Language recognition capabilities in FlowBuilder allow you to personalize and improve the experience of your customers. So, let's get to the details on how to use it.

Table of Content

Before Getting Started

Setting up Language Recognition

Let's say we would like to reply with a different SMS content, depending on the language of the incoming message to us.

This is the way to do it:

1. After the initial incoming SMS message trigger, place a Branch step:

2. In the Branch step, select New Branch by Message Content:

3. Select the condition if the incoming message is in language and choose the language:

You can add as many branches as you need. Just make sure you set the condition for each:

4. Based on the language, you are now able to add the desired response and choose how the Flow should continue:

Language detection accuracy

For those who want to know more, here's a bit of explanation on how Language recognition works and what is the accuracy percentage. The language detection service is a machine learning model. This means that the service uses a big set of examples for a task to learn how to make predictions for that task.

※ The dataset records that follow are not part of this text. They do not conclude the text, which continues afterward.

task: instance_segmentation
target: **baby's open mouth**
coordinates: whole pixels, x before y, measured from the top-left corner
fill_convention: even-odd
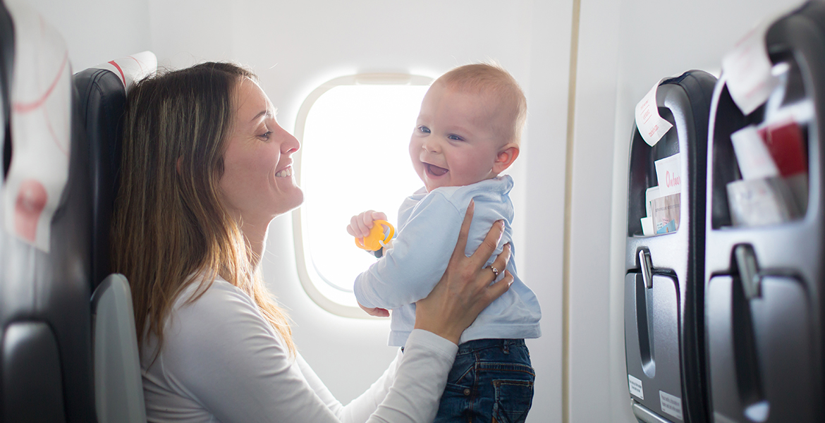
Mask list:
[[[441,175],[444,175],[445,173],[450,172],[449,170],[445,169],[444,167],[439,167],[436,165],[431,165],[427,163],[426,166],[427,173],[434,176],[441,176]]]

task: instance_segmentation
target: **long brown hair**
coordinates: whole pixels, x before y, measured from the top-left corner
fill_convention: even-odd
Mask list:
[[[218,276],[247,293],[295,353],[286,315],[221,200],[234,93],[244,78],[257,77],[205,63],[144,79],[127,98],[112,264],[131,285],[138,345],[154,335],[156,354],[177,297],[200,281],[187,301],[196,300]]]

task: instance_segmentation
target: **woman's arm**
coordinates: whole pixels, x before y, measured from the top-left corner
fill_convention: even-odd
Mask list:
[[[490,285],[493,272],[481,267],[495,248],[501,227],[493,227],[475,254],[464,255],[471,216],[472,209],[447,270],[418,302],[416,327],[424,331],[410,336],[386,397],[382,398],[385,387],[378,387],[374,397],[362,400],[373,402],[363,402],[365,411],[349,416],[346,410],[333,412],[337,402],[319,396],[328,391],[312,386],[300,365],[294,364],[248,296],[216,281],[171,316],[163,351],[153,364],[161,370],[145,372],[148,416],[186,421],[196,405],[224,423],[333,423],[351,417],[359,421],[380,402],[368,422],[431,421],[461,332],[512,280],[508,276]],[[508,251],[497,259],[497,267],[505,267]]]

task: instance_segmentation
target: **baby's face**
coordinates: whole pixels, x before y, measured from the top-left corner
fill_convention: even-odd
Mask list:
[[[505,118],[488,97],[438,82],[427,92],[410,139],[410,158],[427,192],[496,176],[493,165],[507,140],[495,128],[502,127]]]

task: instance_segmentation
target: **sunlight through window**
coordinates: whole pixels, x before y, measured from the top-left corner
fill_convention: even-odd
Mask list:
[[[299,270],[310,297],[337,314],[366,316],[352,284],[376,260],[346,233],[350,218],[373,209],[395,225],[404,197],[423,186],[408,146],[430,79],[404,78],[412,82],[365,84],[353,77],[328,83],[302,106],[298,176],[305,200],[294,215]]]

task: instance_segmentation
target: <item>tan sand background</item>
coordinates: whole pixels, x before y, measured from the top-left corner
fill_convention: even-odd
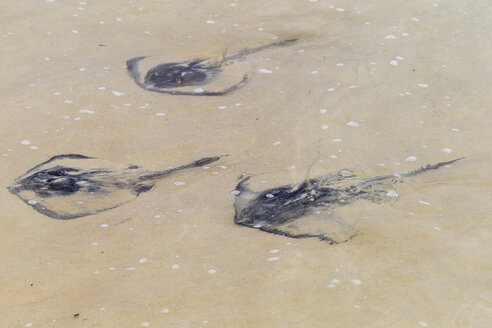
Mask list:
[[[491,21],[487,0],[2,1],[0,326],[490,327]],[[124,68],[292,37],[223,97],[147,92]],[[70,221],[7,191],[65,153],[230,156]],[[241,173],[299,182],[318,153],[311,176],[465,160],[341,209],[347,243],[234,225]]]

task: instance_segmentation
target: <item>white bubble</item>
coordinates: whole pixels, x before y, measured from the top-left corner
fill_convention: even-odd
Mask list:
[[[386,40],[394,40],[394,39],[396,39],[396,36],[394,34],[388,34],[384,38]]]
[[[394,190],[390,190],[386,193],[386,196],[394,198],[394,197],[398,197],[398,193]]]

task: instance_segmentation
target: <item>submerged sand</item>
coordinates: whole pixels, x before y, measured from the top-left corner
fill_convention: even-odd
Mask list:
[[[491,20],[485,0],[3,1],[0,326],[489,327]],[[148,92],[124,67],[294,37],[222,97]],[[6,189],[67,153],[149,170],[230,156],[75,220]],[[341,208],[350,242],[233,222],[243,173],[273,187],[458,157]]]

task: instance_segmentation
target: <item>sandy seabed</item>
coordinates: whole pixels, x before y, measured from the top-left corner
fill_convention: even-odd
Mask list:
[[[490,327],[491,21],[486,0],[2,1],[0,326]],[[220,97],[145,91],[125,68],[289,38]],[[73,153],[151,171],[229,156],[74,220],[8,192]],[[458,157],[340,208],[346,243],[234,225],[241,174]]]

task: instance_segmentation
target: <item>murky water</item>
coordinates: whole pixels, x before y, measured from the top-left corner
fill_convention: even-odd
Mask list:
[[[491,19],[485,0],[3,1],[0,326],[490,327]],[[124,67],[290,38],[226,96],[149,92]],[[6,189],[74,153],[230,156],[68,221]],[[459,157],[338,208],[345,243],[233,222],[241,174],[266,189]]]

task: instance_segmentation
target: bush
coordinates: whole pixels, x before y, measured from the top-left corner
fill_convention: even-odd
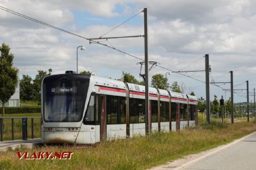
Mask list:
[[[19,107],[5,107],[5,113],[41,113],[41,106],[23,106]],[[0,107],[0,113],[2,114],[3,110]]]

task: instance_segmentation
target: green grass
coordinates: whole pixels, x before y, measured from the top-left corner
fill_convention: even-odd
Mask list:
[[[41,117],[40,113],[5,114],[5,117]]]
[[[46,146],[31,150],[73,151],[71,160],[19,160],[16,151],[0,154],[0,169],[144,169],[215,147],[256,130],[256,124],[200,123],[179,132],[155,133],[133,139],[103,141],[92,146]]]
[[[39,102],[37,101],[23,101],[20,100],[20,106],[32,106],[32,105],[38,105]]]

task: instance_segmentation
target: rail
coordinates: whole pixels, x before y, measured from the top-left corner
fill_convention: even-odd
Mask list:
[[[41,117],[0,117],[0,141],[40,138],[41,118]]]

The dataset used to train the model is imperfect and will always lack some combinations of words or characters of a certain language.

The model that is used in the language service is tested on a dataset containing 64000 Tweets. For this dataset, the percentage of correctly classified languages for the Tweets is 89%. However, this does not mean that this is the actual accuracy of the model since we do not know what data an end-user of yours might send.

The model runs on the MessageBird servers alone. Your data is safe; it will never be sent to any third parties.

Some scenarios where the model is known to have difficulty predicting the correct language with high certainty:

  1. With very short text, mainly single words. Because single words are likely to occur in multiple languages, the model has difficulty correctly predicting these.

  2. Languages that are very similar. For instance, Spanish and Portuguese are fairly similar. For some sentences which are very alike in the two languages, the model might have difficulty predicting the correct one.

  3. Text containing irregular characters (or irregular combinations). This is mainly when a user tries to trick the system. This could be sending a single emoji, on which language detection is fairly arbitrary because it does not contain any language clues. Also using characters that look alike but are different. An example of this is the “regular space” and “Japanese space”. Both these spaces look the same, but the model will have difficulty predicting the language when the Japanese space is used consistently in an English text.